Epiloog: Is veldwachter Cornelis Borrem, de Judas van Westkapelle?
Jan Lavaert
1. Vragen aan pr. Pattijn en J. Opdedrinck
Wij hebben reeds herhaaldelijk gewezen op de verantwoordelijkheid van commissaris Verburgh in het aanwijzen van pastoor De Neve als een gevaarlijk man. Hij was ook verantwoordelijk voor het opstellen van de lijst der te verbannen priesters van zijn kanton en voor de bezwarende opmerking bij de naam van de pastoor en zijn onderpastoor Vervisch. Het was ook duidelijk dat hij tenminste in de hoofdplaats van het kanton geen onbeëdigde pastoors zou dulden naast hem. Herhaaldelijk drong hij er bij zijn oversten op aan om enkele gevaarlijke priesters te verwijderen en tenslotte dreigde hij met een tweede staatsgreep â la 18 fructidor V. Hij was heel actief tijdens de aanhouding van pastoor De Neve en ook verantwoordelijk voor het toevoegen in het dossier van een reeds geklasseerd politieverhoor van één jaar tevoren om nu te dienen als akte van beschuldiging. Hij tekent ook voor de onmiddellijke repressie van opstandige bewoners achteraf.
Nochtans komt zijn naam niet voor bij Opdedrinck. Zijn bron is priester Pattijn. Deze noemt een zekere Vieuxdent als eerste commissaris van het kanton Westkapelle. 162
Dit gegeven vonden wij nergens bevestigd.
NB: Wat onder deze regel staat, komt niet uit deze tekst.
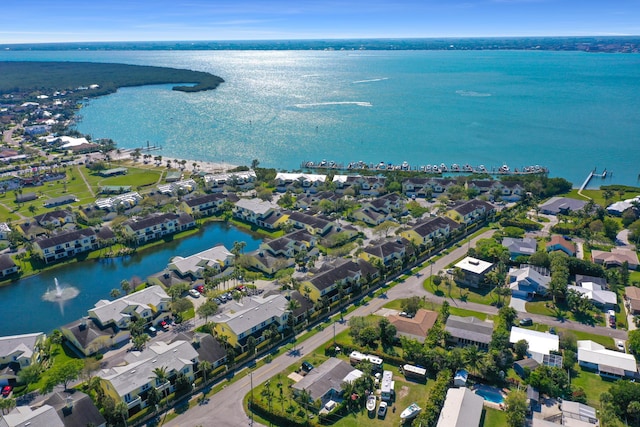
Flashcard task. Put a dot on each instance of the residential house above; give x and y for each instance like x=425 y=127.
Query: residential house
x=616 y=257
x=527 y=281
x=600 y=297
x=156 y=226
x=21 y=350
x=261 y=213
x=149 y=304
x=463 y=331
x=209 y=349
x=91 y=337
x=474 y=270
x=59 y=201
x=306 y=182
x=341 y=273
x=559 y=243
x=462 y=408
x=55 y=219
x=416 y=327
x=218 y=260
x=66 y=245
x=520 y=247
x=430 y=230
x=75 y=409
x=130 y=383
x=541 y=344
x=325 y=382
x=561 y=205
x=7 y=266
x=243 y=181
x=471 y=211
x=607 y=363
x=632 y=295
x=251 y=317
x=360 y=185
x=203 y=205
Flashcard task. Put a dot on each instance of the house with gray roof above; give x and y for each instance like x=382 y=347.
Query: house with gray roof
x=324 y=382
x=463 y=331
x=130 y=382
x=520 y=247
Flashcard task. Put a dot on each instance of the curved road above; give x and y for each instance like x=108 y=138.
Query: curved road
x=225 y=407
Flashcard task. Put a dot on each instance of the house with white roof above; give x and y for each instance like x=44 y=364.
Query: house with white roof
x=462 y=408
x=130 y=382
x=250 y=317
x=474 y=271
x=527 y=281
x=148 y=304
x=540 y=343
x=607 y=363
x=218 y=259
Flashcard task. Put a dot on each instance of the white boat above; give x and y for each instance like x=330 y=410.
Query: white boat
x=411 y=411
x=371 y=403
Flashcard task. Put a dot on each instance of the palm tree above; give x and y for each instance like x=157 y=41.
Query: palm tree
x=161 y=376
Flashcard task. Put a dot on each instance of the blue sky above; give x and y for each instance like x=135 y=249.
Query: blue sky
x=143 y=20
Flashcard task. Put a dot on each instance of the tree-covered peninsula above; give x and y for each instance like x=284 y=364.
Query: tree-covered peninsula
x=96 y=78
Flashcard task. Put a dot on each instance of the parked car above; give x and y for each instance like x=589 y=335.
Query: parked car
x=6 y=390
x=382 y=410
x=527 y=321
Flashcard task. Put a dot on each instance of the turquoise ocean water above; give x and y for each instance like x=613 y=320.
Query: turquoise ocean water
x=569 y=111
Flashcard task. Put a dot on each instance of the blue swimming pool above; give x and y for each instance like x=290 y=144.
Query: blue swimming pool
x=490 y=394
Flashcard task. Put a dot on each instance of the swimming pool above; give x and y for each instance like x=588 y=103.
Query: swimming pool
x=490 y=394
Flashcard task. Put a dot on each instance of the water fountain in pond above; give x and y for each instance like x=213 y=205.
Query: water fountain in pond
x=60 y=293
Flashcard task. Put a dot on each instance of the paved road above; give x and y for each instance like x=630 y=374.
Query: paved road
x=225 y=407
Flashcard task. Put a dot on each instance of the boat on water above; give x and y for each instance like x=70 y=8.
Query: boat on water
x=410 y=412
x=371 y=403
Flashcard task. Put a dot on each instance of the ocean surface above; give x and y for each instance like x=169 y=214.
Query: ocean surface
x=568 y=111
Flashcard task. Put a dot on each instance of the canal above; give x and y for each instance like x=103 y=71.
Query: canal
x=23 y=310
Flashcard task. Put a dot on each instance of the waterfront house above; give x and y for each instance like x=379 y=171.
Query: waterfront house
x=474 y=270
x=561 y=205
x=527 y=281
x=360 y=185
x=462 y=408
x=21 y=350
x=416 y=327
x=607 y=363
x=471 y=211
x=520 y=247
x=7 y=266
x=295 y=182
x=65 y=245
x=330 y=277
x=150 y=304
x=59 y=201
x=559 y=243
x=217 y=183
x=203 y=205
x=615 y=258
x=130 y=383
x=261 y=213
x=632 y=295
x=324 y=383
x=56 y=218
x=251 y=316
x=428 y=231
x=463 y=331
x=156 y=226
x=90 y=337
x=217 y=259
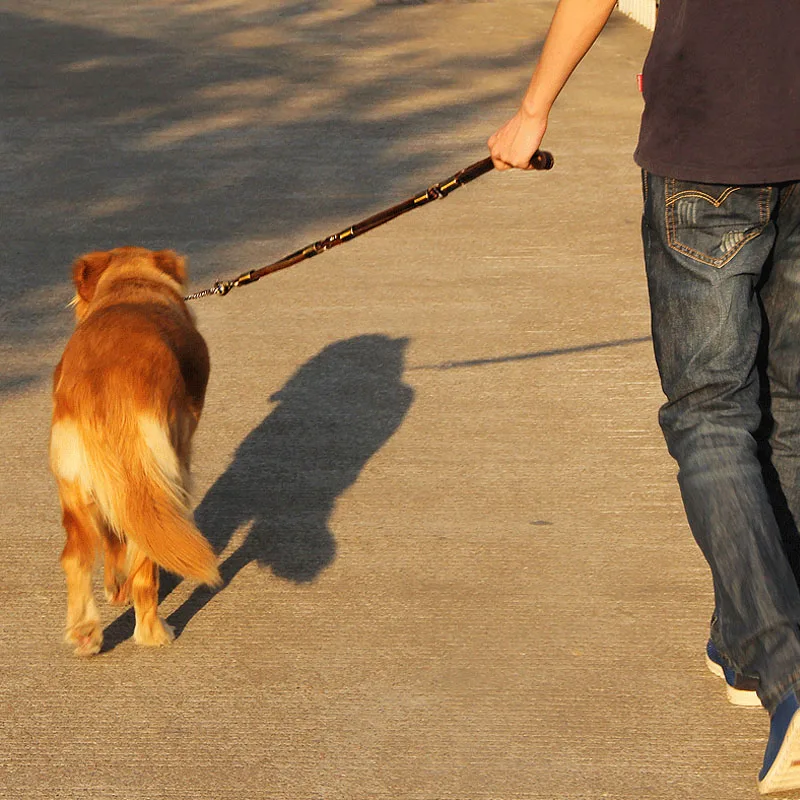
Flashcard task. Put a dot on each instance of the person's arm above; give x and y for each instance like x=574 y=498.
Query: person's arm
x=575 y=26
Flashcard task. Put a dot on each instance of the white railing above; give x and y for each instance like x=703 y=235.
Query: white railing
x=643 y=11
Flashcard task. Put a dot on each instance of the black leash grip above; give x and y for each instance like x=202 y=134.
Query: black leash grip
x=541 y=160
En daarbij was niet hij, maar Verburgh, commissaris vanaf 1796 tot 1799. Ook is deze auteur heel verward in het weergeven van de gebeurtenissen rond de arrestatie van De Neve. Bij hem wordt Cornelis Borrem gedegradeerd tot de grote verrader en Judas van Westkapelle. Ook de arrestatie van de pastoor wordt voorgesteld als een dramatisch gebeuren waar veldwachter Borrem een belangrijke rol speelt. Hij zou, als Judas in het evangelie, het arrestatieteam naar het huis van de pastoor gebracht hebben. Ook de “ik ben het” scène heeft de dramatisch spankracht van de gelijknamige arrestatiescène in het evangelie van Johannes. 163
De soldaten zouden de deur hebben ingebeukt met hun geweerkolven en De Neve gevankelijk hebben meegevoerd naar Brugge. De reactie van enkele Westkapelle boeren op weg naar hun akker, gelijkt ook wonderwel op deze van Petrus die het zwaard trekt om zijn meester te verdedigen. 164 Later zou Borrem gestraft zijn om zijn wandaad: “De man is later in de uiterste armoede gestorven, van iedereen veracht en verlaten”. 165 Staan wij hier voor een staaltje hagiografie (biografie van een heilige) die met een korreltje zout moet genomen worden? Het was een onderzoek waard.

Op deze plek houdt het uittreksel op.